Cinco frases, cinco
2016-03-03 comunicação e-mail
Há tempos deparei-me com uma citação que traduzida seria algo como “escrevi esta carta longa porque não tive tempo de a escrever mais curta”1. Como já há uns anos que não escrevo cartas, lembrei-me de alguns dos relambórios que fizeram sofrer os meus interlocutores de e-mails. Tantas linhas, letras, frases e parágrafos que não fui capaz de sintetizar, por incapacidade, orgulho, sensação de proteção ou mera preguiça.
Fui então analisar o que podia melhorar nos meus e-mails, em particular nos internos de trabalho, totalmente decidido a optimizá-los (e deixar os relambórios para os editoriais…). Decidi que deveria cortar tudo o que o meu interlocutor já sabe. De um modo geral, quem me conhece sabe que sou rapazinho razoavelmente educado, portanto já sabem que me são “Caros” ou “Queridos”, que desejo “Bons dias”, semanas, meses e anos a toda a gente e não vou escrever uma declaração de guerra ou ameaça. Assim, decidi que na maioria das vezes este interlúdio não acrescentava nada e portanto era candidato a eliminação. Na maioria das vezes, vá.

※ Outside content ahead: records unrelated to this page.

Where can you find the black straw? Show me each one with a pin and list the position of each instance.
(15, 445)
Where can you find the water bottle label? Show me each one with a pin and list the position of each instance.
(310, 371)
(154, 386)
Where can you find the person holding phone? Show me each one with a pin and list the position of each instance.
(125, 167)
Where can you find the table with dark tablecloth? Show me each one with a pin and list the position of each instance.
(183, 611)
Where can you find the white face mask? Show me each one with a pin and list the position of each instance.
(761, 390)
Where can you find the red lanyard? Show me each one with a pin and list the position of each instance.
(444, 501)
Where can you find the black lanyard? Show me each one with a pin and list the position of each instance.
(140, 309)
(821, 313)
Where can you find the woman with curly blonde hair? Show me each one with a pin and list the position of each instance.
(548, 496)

Depois vem a mensagem propriamente dita. Pensei na quantidade de vezes em que a escrevi no assunto. E depois nas vezes em que não escrevi assunto nenhum. Então pus de lado a mensagem e concentrei-me no assunto. É a primeira coisa que se lê, tem que dar contexto. Meia dúzia de palavras que têm que ser a síntese do que se fala. Pffff, trabalheira. Não posso escrever sempre “Uma coisa”? Pronto, OK, vai dar trabalho… Talvez possa ter duas partes, um tema genérico muito abreviado (2-3 palavras no máximo) e depois o contexto do que se vai falar. Significativo, senhores e senhoras! Uma boa prática é pensar nas palavras que os meus interlocutores irão pesquisar, um dia que queiram encontrar este meu e-mail. Talvez incluir alguma indicação se for urgente ou tiver um deadline para uma acção. E fiquei satisfeito. Voltei à mensagem.

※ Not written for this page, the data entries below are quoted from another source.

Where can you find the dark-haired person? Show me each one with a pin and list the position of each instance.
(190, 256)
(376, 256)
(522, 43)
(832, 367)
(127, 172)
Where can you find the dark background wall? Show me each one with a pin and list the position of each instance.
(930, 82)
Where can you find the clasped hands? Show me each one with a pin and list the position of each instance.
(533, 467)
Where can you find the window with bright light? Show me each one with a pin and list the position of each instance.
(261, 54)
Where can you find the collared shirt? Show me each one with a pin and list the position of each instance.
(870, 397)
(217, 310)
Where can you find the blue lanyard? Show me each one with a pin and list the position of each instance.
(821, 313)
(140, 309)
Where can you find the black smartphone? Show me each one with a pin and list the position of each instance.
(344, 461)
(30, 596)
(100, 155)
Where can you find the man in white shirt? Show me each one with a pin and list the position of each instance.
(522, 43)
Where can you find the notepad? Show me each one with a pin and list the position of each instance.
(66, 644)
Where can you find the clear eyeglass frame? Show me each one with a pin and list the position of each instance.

Comecei a pesquisar ideias sobre as mensagens em e-mails e encontrei uma outra citação, de Guy Kawasaki, um marketeer, empreendedor e autor que já passou pela Apple e Google, entre outros e que dizia “menos de cinco frases é geralmente abrupto e rude, mais de cinco frases desperdiça tempo”2. E gostei deste princípio. Nem epístolas que deixam qualquer um a ponto de ganir, nem SMSs kom a s lingo ppria. Nem o misto dos dois, os tradicionais “p.c.” (“FYI” em estrangeiro), que nos compelem a ler quilos de mensagens anteriores ao som da Carvalhesa. Obviamente nem todas as situações se adaptam a exactamente cinco frases, mas como objectivo parece-me bem. Acima de tudo obriga-nos a pensar o que queremos realmente dizer sem parecermos mal educados e a remeter para um documento anexo os detalhes ou explicações, caso (e para quem) sejam realmente necessários. Claro que nestas coisas há sempre os entusiastas e houve quem se tenha dado ao trabalho de criar uma espécie de movimento dando instruções para colocar um link na assinatura do e-mail para uma página que explica o porquê do e-mail curto (ver “five.sentenc.es” em referências).

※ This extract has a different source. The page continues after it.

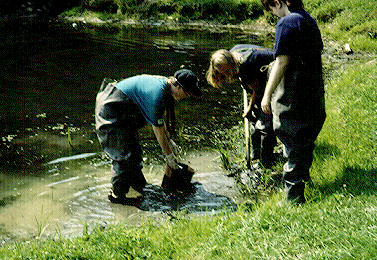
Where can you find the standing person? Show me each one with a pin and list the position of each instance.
(124, 107)
(244, 62)
(298, 103)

Por fim, a despedida. Tenho sempre um sorriso particular reservado para os “Melhores Cumprimentos”. Porque há que tenha os bons, os medianos e os fraquinhos, ali reservados para uma qualquer ocasião. Mas, para mim, só os melhores. E então decidi que o mais simples e educado seria um simples agradecimento, mais não seja, pelo tempo que gastou a ler o meu (já bastante optimizado, espera-se) e-mail.
Esta cultura de síntese não nos é natural. Desde crianças fomos obrigados a encher folhas para atingir as composições de 2000 palavras, as duas folhas-de-exame no mínimo por resposta no teste de filosofia ou o trabalho de história com 20 páginas. Mas, se pensarmos bem, é uma questão de respeito. Respeitar o tempo dos outros e ser objectivo, não entrando em detalhes que muito provavelmente não são necessários ou com o pretexto egoísta de nos deixar protegidos, porque “estava naquele e-mail que te mandei, não viste?”. No fundo, esta filosofia minimalista alinha-se com as principais tendências apontadas aos locais de trabalho, como as comunicações instantâneas, dispositivos mais pequenos e variados, a necessidade de simplificação ou a constatação de que o e-mail não vai ser tão facilmente substituído quanto se pensava e continua aí para as curvas. Mas convém que não seja para nos deixar a todos enjoados.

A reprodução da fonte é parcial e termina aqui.